Markus Döring is the GBIF software team's taxonomy expert and he has employed a new strategy for building an improved Nub Taxonomy by building it exclusively on well-known and respected taxonomies already out there - things like the most recent Catalogue of Life, IPNI, and more, but without using the classifications as given in the occurrence data. After the Nub Taxonomy is built, the occurrence records then need to be matched to it. As the first step to integrating the new Nub Taxonomy into the data portal, my job in the last little while has been to build a searchable index of all the names in our Nub Taxonomy and a web service that can accept a scientific name (from an occurrence record) and match it to the index, while understanding the implications of homonyms and synonyms, as well as tolerating misspellings. And of course, make it fast :)

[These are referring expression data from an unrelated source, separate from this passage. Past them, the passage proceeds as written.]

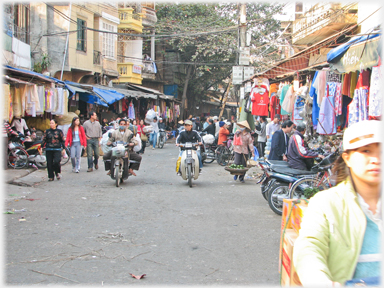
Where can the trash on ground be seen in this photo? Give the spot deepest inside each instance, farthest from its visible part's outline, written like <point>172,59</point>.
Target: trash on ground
<point>137,277</point>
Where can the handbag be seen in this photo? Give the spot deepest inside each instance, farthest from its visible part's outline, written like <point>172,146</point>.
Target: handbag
<point>143,137</point>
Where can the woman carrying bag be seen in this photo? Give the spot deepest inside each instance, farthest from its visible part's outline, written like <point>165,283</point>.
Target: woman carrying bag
<point>53,141</point>
<point>340,238</point>
<point>243,143</point>
<point>143,137</point>
<point>76,140</point>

Since what we're talking about here is string matching with a tolerance for messy input (e.g. spelling mistakes, different violations of nomenclatural rules) the place to start is Lucene. Our Nub Taxonomy has about 8 million unique names, and our 260 million occurrence records are also comprised of roughly 8 million unique names. Our use case is somewhat out of the ordinary for Lucene in that we can build the index once and after that it becomes read-only until the next update of our Nub Taxonomy (e.g. to reflect an update in the Catalog of Life), and it only takes a few minutes to build the index, so it's not all that important for it to be persistent. That means we can optimize for search speed and not worry so much about indexing performance. Lucene has just the index storage implementation for this need - RAMDirectory. For the most part this worked just fine, but no matter how hard I hit the index, I couldn't get cpu usage to 100% - the best I could do was about 80%. I found that very irksome and spent some time testing different Directory implementations, web service stacks, and everything in between. None of the other Directory implementations (all file based in some way) showed any improvements, nor did eliminating the web stack. Finally by attaching a profiler to the Tomcat instance running the webservice while running with RAMDirectory we were able to see thread blocking increasing proportional to the number of requesting threads. That led us to the Lucene source code where we found a synchronized() block that we deemed the culprit. With the cause at least found I decided not to waste time trying to fix the problem for what would be nominal gain, but instead decided to use two Tomcat installations and load balance between them with Apache. With the Tomcats running on quite powerful machines we are now seeing approximately 1000 lookups/sec (including a bunch of business logic beyond the Lucene lookup), which we think is pretty good, and sufficient for our purposes.
This is all being used from within our Oozie orchestrated Hive/Hadoop workflow (which Lars will talk more about soon) but once we're confident that it's behaving properly and stably we will also offer this web service (or something similar) for public consumption. More importantly the new Nub Taxonomy will be available in the GBIF data portal very soon and with it we hope to have eliminated most of the problems people have found with our current backbone taxonomy.